The same result can be anticipated with any plan to socialize health insurance or directly socialize health care. Any plan that treats health care as if it weren’t scarce will increase its scarcity. Price fixing, price subsidization, and increased numbers enrolled in Medicare and Medicaid- all these will encourage consumption, increase scarcity and thus raise the price of health care and likewise insurance premiums.

So, what can be done to decrease the price of health care? Of course, supply should be and is increasing. However, a rescue by increased supply will seriously lag as it becomes apparent that government tinkering in the market will increase.

The principal solution for the scarcity and thus the high price of health care is found in allowing the consumer to be exposed to and thus compelled by high prices to make responsible decisions about health care. There is no terror to be found in conservation and substitution. Consumers will face the scarcity in health care as they do with any other commodity- by limiting their use of the commodity to the most important purposes. As consumers shoulder this responsibility, they will find financial prosperity, increased health education, and an overall increase in good health.

And of course, demand will decrease. Scarcity will decrease. Supply will be better suited to meet demand and suppliers will be compelled to entice consumers to use their product. And the price of health care will fall.

Rusty Scalpel


Stephen Gashler said...

This is a well-crafted article. Very insightful. More people need to read this. But I'm not sure about the conclusion:

"Consumers will face the scarcity in health care as they do with any other commodity- by limiting their use of the commodity to the most important purposes. As consumers shoulder this responsibility, they will find financial prosperity, increased health education, and an overall increase in good health."

The reality is, health care isn't like any other commodity and hence it is so universally treated differently. Compare it to food. If we live a padded life, we can afford Lucky Charms. For us college students, we may have to downgrade to Marshmallow Maytees to get by. But as far as nutrition (in America at least), even the most destitute, by conserving and substituting, can usually maintain a reasonably healthy diet (whether or not they do).
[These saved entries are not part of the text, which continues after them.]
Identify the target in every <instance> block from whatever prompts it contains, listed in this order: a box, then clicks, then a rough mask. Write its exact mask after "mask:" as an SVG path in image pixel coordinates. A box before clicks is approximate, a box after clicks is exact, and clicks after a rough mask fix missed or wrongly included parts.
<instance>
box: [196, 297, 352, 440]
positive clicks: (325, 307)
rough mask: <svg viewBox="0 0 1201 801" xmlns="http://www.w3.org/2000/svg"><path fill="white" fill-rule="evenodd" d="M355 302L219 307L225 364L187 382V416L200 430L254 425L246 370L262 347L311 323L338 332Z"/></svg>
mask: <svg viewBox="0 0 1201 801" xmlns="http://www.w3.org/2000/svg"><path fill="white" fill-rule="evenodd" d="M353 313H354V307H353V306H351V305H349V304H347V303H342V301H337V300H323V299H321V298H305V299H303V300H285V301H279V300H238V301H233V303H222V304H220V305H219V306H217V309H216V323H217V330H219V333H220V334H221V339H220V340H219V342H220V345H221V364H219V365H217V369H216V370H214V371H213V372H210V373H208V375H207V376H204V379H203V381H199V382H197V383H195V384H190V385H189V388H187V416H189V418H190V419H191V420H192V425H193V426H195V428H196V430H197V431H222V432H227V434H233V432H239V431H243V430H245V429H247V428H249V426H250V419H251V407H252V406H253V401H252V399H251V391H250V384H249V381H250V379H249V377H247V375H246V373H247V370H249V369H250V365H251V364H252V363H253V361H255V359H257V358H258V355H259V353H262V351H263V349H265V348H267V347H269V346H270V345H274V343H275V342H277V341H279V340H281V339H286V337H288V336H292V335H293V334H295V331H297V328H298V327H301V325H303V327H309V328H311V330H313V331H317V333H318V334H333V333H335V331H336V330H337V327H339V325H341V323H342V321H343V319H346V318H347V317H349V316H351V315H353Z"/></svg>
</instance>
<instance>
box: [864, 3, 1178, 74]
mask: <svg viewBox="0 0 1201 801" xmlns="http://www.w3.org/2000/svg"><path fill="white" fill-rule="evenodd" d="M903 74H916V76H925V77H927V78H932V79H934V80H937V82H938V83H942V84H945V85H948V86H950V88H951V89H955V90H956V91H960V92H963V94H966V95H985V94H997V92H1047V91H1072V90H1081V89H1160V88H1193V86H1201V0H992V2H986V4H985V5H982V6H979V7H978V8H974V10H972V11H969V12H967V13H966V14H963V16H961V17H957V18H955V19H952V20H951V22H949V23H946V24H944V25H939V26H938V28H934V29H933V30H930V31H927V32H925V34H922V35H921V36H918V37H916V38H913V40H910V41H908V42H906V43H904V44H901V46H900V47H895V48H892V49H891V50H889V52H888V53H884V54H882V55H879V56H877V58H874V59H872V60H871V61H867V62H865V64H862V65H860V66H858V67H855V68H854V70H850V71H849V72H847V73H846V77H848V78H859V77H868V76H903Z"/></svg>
With health care, this argument only goes so far. True, the unhealthily reliant on health care (irony intended), who consume it as an administer of placebos, could do to back off and take care of their own health. But when the human body malfunctions, such as when my baby turned out breach, we didn't have the option of choosing the standard, silver or premium C-Section, we just needed a C-Section, and we needed it right then, notwithstanding the unforeseen thousands of dollars it would throw our way. I believe that the anticipation of detrimental blows like this is why most people insulate themselves with health insurance, not so they can frequent the doctor to their hearts' content (though I'm not dismissing that demographic).
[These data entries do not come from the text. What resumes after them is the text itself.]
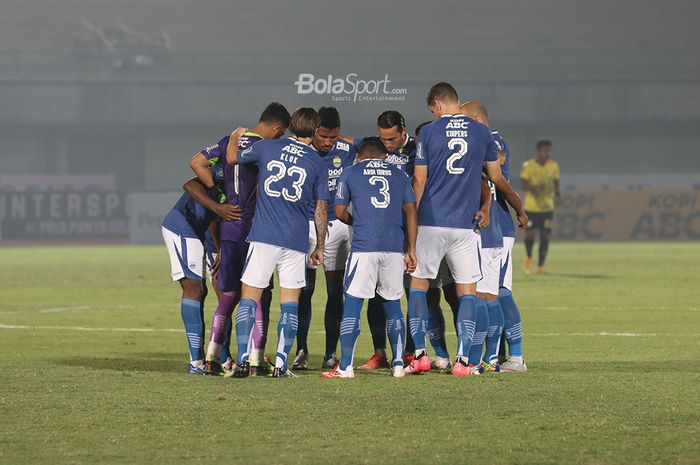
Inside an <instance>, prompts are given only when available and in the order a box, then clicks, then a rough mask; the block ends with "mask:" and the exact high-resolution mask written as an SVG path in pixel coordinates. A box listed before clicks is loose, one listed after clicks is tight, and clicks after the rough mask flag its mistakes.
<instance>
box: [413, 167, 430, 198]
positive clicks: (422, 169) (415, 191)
mask: <svg viewBox="0 0 700 465" xmlns="http://www.w3.org/2000/svg"><path fill="white" fill-rule="evenodd" d="M427 180H428V166H427V165H416V166H415V168H414V171H413V192H414V193H415V194H416V205H420V200H421V199H422V198H423V192H425V183H426V181H427Z"/></svg>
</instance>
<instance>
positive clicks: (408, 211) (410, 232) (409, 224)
mask: <svg viewBox="0 0 700 465" xmlns="http://www.w3.org/2000/svg"><path fill="white" fill-rule="evenodd" d="M403 211H404V213H405V214H406V254H405V255H404V271H405V272H406V273H413V272H414V271H416V237H418V207H417V206H416V203H415V202H411V203H405V204H404V205H403Z"/></svg>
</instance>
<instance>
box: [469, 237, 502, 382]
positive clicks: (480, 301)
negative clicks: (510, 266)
mask: <svg viewBox="0 0 700 465" xmlns="http://www.w3.org/2000/svg"><path fill="white" fill-rule="evenodd" d="M503 251H504V248H503V247H498V248H488V249H482V260H481V265H482V266H481V269H482V273H483V278H482V279H481V281H479V282H478V283H477V285H476V296H477V328H476V332H475V335H474V341H473V342H472V353H471V354H470V355H469V359H470V360H471V361H472V363H473V364H474V365H478V367H479V372H480V373H483V372H495V371H498V348H499V344H500V338H501V333H502V332H503V312H502V310H501V307H500V305H499V304H498V289H499V282H500V274H501V273H500V271H501V261H502V255H503ZM480 311H481V312H482V313H483V314H485V315H483V316H480V315H479V312H480ZM480 333H483V334H480ZM477 335H478V337H477ZM482 336H483V340H482ZM484 343H485V345H486V349H485V352H484ZM477 345H478V348H477V347H476V346H477ZM482 353H484V356H483V358H482V356H481V355H482Z"/></svg>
If anything, it seems that until some serious dissolving of federal regulation takes place and some very serious decentralization of the industry is born through competition, a more common reality to your conclusion would be just the opposite, that in order to change the economy, the majority of people who do not abuse health care but rely on it for emergencies will either have to seriously jeopardize their health or occasionally take very hard financial blows. And who's willing to be the pioneers here? Who's going to let a few of their babies die in order to boycott the industries and lower the prices?

As I see it, we're in an inescapable Catch 22 until the AMA in shut down and the market is granted complete freedom. No easing in or easing out is going to work, it calls for revolution.

stephen said...

a perfect article. very thoughtful and well explained must read for everyone.